Княгиня несколько раз принималась плакать, не то чтобы очень, а так себе, слегка: впечатление от пережитого все еще продолжало быть довольно сильным. Раздевшись, она прошла по обыкновению в свою молельную и после молитв вечерних прочитала заупокойные, а к именам близких ей людей, которые имела привычку поминать в своих молитвах, на сей раз сопричла и имя раба божия Иоанна.
Исполнив этот долг, Татьяна Львовна приняла значительную дозу успокоительных сонных капель и вскоре заснула сном безмятежным, который унес с собой все ее чувства и впечатления, внезапно вызванные нынешним вечером.
На утро княгиня проснулась уже всегдашнею княгиней, а так как вчерашний день она легла довольно рано, то и пробуждение было раннее, даже, к удивлению самой себя, довольно бодрое и влекущее к хорошему расположению духа. Поэтому Татьяна Львовна совершенно спокойно принялась с разных сторон обдумывать свое положение в связи со вчерашними приключениями, и это могла она делать тем удобнее, что, не вставая еще с постели, предавалась самому сладкому утреннему far nienle.[410]
А положение, во всяком случае, стоило того, чтобы о нем подумать, и подумать хорошенько. Смерть Морденки могла на время затянуть иск; но главная суть не в затяжке, а в совершенном прекращении его, в обратном получении всех своих векселей. И это можно обделать теперь весьма удобно. Этот молодой человек остается единственным наследником. От его воли зависит кончить или продолжать дело. Он обязан какой-то нелепой клятвой вести его до конца: но он тогда не подозревал еще, что эта клятва вынуждается у него против родной матери; а раз узнавши это, достанет ли у него духу мстить? И кому же мстить? Той женщине, которая, несмотря на свое общественное положение, сама назвала ему себя его матерью! И за что мстить? За ее ласку, за ее нежную любовь, которую она показала ему вчера, с первого слова (немножко под влиянием расстроенных нервов и, главное, под необыкновенным впечатлением, – позволит себе автор заметить в скобках, уже от себя лично)?
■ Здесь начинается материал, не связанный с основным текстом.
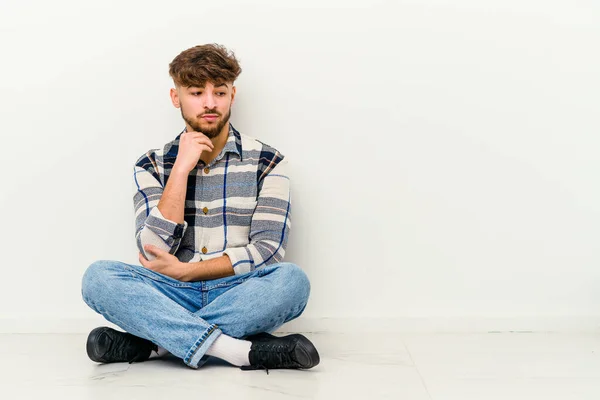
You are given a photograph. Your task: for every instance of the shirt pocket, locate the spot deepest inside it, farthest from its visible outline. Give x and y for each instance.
(238, 217)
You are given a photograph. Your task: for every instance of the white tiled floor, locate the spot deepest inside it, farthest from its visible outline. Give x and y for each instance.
(353, 366)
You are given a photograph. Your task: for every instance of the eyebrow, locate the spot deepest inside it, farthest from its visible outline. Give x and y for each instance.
(204, 87)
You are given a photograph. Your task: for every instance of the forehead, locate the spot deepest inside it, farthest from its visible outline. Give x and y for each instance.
(223, 85)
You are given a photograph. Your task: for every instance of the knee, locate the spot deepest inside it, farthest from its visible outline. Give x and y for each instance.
(94, 280)
(295, 282)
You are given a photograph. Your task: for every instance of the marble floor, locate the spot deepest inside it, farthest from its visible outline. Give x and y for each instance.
(377, 366)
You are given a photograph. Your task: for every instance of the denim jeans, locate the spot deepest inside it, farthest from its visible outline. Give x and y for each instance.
(185, 318)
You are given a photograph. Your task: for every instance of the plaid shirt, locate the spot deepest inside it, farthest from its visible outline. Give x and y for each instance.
(237, 205)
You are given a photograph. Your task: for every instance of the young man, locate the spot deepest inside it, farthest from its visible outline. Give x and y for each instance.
(212, 216)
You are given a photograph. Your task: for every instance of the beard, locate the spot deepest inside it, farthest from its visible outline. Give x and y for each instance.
(213, 129)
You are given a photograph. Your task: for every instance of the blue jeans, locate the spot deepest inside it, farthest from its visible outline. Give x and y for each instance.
(185, 318)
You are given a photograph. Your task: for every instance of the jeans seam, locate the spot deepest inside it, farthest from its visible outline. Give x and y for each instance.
(192, 352)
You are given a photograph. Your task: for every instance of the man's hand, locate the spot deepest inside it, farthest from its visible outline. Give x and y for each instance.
(166, 264)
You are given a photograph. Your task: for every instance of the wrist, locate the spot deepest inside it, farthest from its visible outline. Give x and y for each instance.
(179, 170)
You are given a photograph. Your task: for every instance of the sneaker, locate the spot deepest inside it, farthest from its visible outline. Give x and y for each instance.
(272, 352)
(106, 345)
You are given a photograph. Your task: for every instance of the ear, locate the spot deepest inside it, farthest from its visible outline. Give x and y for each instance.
(174, 97)
(232, 94)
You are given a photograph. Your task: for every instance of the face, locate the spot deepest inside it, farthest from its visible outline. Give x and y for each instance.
(205, 109)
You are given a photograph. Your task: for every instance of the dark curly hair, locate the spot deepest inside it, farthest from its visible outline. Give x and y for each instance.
(199, 64)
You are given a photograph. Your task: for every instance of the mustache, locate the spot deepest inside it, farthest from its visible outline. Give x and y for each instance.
(210, 112)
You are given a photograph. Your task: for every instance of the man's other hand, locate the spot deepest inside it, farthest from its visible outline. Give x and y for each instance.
(165, 263)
И неужели же после того, как этот молодой человек сам показал ей столько порывисто-теплой и почтительной любви, после его слез и душевных излияний у него подымется рука на родную мать, особенно когда он узнает еще целую историю, из которой увидит, что мать его совершенно права и перед ним и перед отцом, что отец жестоко заблуждался в своей ненависти? Нет, не может этого быть! Положительно не может быть – он никогда не решится на такой варварский, бесчеловечный шаг. А для большего убеждения можно будет как-нибудь предварительно и кстати подать ему мысль, что отец его всю жизнь был не совсем в своем уме, отчасти помешан, так что и сам потом дойдет до мысли, что вынужденная клятва, да и вся его месть семейству Шадурских была не что иное, как следствие умопомешательства. А если мать – родная, любящая мать – станет просить, умолять спасти ее, он, наверное, исполнит. Да нет, он и без этого сам возвратит векселя, нужно только продолжать с ним видеться и оставаться столь же нежной и любящей.
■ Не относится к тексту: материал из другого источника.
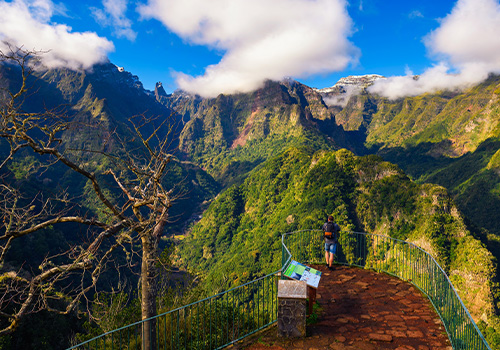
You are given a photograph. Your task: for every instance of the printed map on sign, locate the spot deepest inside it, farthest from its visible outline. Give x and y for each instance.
(304, 273)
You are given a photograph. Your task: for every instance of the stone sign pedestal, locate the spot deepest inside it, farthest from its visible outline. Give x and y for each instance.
(292, 307)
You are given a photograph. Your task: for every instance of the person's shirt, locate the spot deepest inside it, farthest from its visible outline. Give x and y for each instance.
(331, 227)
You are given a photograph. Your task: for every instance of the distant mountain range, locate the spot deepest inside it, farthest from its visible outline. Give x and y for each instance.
(239, 146)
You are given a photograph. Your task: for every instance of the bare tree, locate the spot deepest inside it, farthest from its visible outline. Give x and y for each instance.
(135, 206)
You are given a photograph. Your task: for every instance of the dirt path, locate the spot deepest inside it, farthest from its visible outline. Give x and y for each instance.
(364, 310)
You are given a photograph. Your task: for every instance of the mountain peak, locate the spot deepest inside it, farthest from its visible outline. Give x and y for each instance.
(340, 93)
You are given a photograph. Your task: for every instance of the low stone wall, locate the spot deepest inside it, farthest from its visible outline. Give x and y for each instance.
(292, 308)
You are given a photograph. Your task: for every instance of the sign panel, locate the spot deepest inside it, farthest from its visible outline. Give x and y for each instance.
(300, 272)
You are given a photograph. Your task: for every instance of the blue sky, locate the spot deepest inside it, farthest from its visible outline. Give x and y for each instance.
(370, 36)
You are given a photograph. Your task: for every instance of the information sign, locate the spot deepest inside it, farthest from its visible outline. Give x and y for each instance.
(300, 272)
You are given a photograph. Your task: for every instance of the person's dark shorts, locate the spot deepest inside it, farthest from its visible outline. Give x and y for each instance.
(331, 247)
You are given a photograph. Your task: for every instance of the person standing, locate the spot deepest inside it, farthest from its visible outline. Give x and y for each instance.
(331, 231)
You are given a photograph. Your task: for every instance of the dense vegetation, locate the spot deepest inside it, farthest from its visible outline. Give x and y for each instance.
(239, 235)
(272, 154)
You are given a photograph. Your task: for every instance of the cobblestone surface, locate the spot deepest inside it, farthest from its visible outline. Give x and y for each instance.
(364, 310)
Расчет был верен и показывал, насколько спокойная нега утреннего кейфа благотворно действовала на сообразительность опытной и по-своему умной женщины.
А в сущности что такое был для нее этот Вересов, и могла ль она питать к нему какое-нибудь прочное, серьезное чувство, вне расстройства нервов и раздражающих впечатлений? Она, которая в течение двадцати двух лет почти забыла о самом существовании его, не ведая, жив ли он, умер ли; она, едва ли видавшая его одну минуту в ночь появления на свет и только вчерашний день проведшая вместе около полутора часа, что могла она чувствовать к этому человеку? Что могло быть общего между ними, и какие крепкие, неразрывные симпатии могли бы ее приковать к нему?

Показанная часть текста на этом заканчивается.